Yes, the environmental risks are manageable and justifiable. In the last 20 years, worldwide  fracked a hundred thousand times. The technology is being used successfully in other countries and would also be strictly monitored and controlled by the authorities here. The LNG gas from the USA, some of which might help us through the winter, is also produced using this technology. And climate protection must also be taken into account, because the capture and safe underground storage of CO2 has been carried out successfully for several decades, for example in Norway. The use of the separated carbon in the cycle also comes to the fore – keyword CCU (separation, transport and subsequent use of carbon).

Economics Minister Robert Habeck says he would not support fracking simply because it could not help us at the moment. Others say it would be far too much effort for a bridging technology into the regenerative age. How do you see it?

If the energy transition is implemented in Germany as planned, it will still take decades. It not only needs electricity, but also molecules such as hydrogen. However, the 77 percent of natural gas, oil and coal as primary energy in Germany and the associated infrastructure cannot be replaced overnight and the federal government wants to end the purchase of Russian natural gas quickly.
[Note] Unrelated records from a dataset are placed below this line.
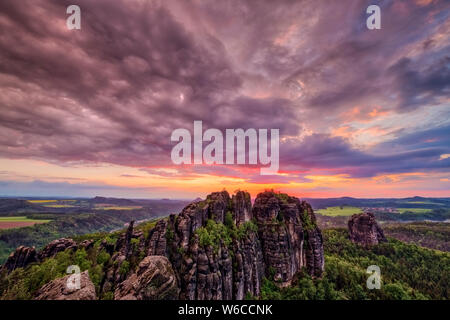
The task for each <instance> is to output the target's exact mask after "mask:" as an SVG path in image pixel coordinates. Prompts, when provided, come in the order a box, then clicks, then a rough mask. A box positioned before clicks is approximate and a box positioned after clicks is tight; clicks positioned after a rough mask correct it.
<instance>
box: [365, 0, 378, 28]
mask: <svg viewBox="0 0 450 320" xmlns="http://www.w3.org/2000/svg"><path fill="white" fill-rule="evenodd" d="M366 13H367V14H370V16H369V17H368V18H367V20H366V26H367V29H369V30H374V29H381V9H380V7H379V6H377V5H376V4H372V5H370V6H368V7H367V10H366Z"/></svg>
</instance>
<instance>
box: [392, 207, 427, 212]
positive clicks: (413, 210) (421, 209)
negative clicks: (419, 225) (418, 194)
mask: <svg viewBox="0 0 450 320" xmlns="http://www.w3.org/2000/svg"><path fill="white" fill-rule="evenodd" d="M397 211H398V212H400V213H405V212H407V211H409V212H412V213H428V212H431V211H433V210H432V209H424V208H397Z"/></svg>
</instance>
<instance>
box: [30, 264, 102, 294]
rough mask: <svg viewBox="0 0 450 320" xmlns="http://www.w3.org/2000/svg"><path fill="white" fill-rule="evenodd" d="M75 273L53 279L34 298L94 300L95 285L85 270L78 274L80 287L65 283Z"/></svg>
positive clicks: (86, 271) (65, 282)
mask: <svg viewBox="0 0 450 320" xmlns="http://www.w3.org/2000/svg"><path fill="white" fill-rule="evenodd" d="M73 276H75V275H67V276H65V277H63V278H59V279H55V280H53V281H51V282H49V283H47V284H46V285H44V286H43V287H42V288H40V289H39V290H38V291H37V293H36V296H35V298H34V299H35V300H96V299H97V295H96V294H95V287H94V284H93V283H92V281H91V279H90V278H89V274H88V272H87V271H85V272H82V273H81V274H80V288H79V289H76V288H75V286H74V285H69V286H68V285H67V283H68V281H70V280H69V278H70V277H72V278H71V279H73Z"/></svg>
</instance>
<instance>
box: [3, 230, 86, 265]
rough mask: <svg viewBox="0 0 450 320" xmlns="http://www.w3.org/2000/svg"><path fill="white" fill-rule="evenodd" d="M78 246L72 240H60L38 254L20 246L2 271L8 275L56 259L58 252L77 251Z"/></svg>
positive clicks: (56, 240)
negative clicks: (28, 265)
mask: <svg viewBox="0 0 450 320" xmlns="http://www.w3.org/2000/svg"><path fill="white" fill-rule="evenodd" d="M80 245H88V243H87V242H83V243H82V244H80ZM76 248H77V245H76V243H75V241H73V240H72V239H65V238H62V239H58V240H55V241H52V242H50V243H49V244H48V245H47V246H45V247H44V248H43V249H42V250H41V251H39V252H38V253H37V252H36V249H35V248H34V247H32V248H30V247H25V246H20V247H18V248H17V249H16V250H15V251H14V252H12V253H11V255H10V256H9V257H8V259H7V260H6V262H5V264H4V265H3V266H2V267H1V269H0V271H3V270H5V269H6V270H8V273H9V272H11V271H13V270H15V269H17V268H25V267H26V266H28V265H29V264H30V263H33V262H40V261H43V260H45V259H47V258H51V257H54V256H55V255H56V254H57V253H58V252H61V251H64V250H66V249H76Z"/></svg>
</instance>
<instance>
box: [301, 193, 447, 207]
mask: <svg viewBox="0 0 450 320" xmlns="http://www.w3.org/2000/svg"><path fill="white" fill-rule="evenodd" d="M302 200H306V201H307V202H309V203H310V204H311V205H312V206H313V208H314V209H324V208H327V207H336V206H354V207H374V208H380V207H392V208H424V209H439V208H450V198H425V197H418V196H415V197H410V198H374V199H359V198H351V197H341V198H324V199H315V198H302Z"/></svg>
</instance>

Politicians must assess whether a prolonged emergency develops and whether domestic natural gas increases security of supply. The global demand for energy from natural gas is increasing and natural gas is also an important raw material for other areas. For example, nitrogen fertilizer is made from natural gas. And natural gas is also a raw material in the chemical and pharmaceutical industry, for example for the plastic polyethylene, for thermal insulation, textile fibers in sportswear and for medicines. We will not be able to do without natural gas anytime soon.

The interviewer was Klaus Ulrich.

Christoph Hilgers is a professor of geology at the Karlsruhe Institute of Technology – KIT. In addition to various other activities, he is stv. Chairman of the Professional Association of German Geoscientists BDG.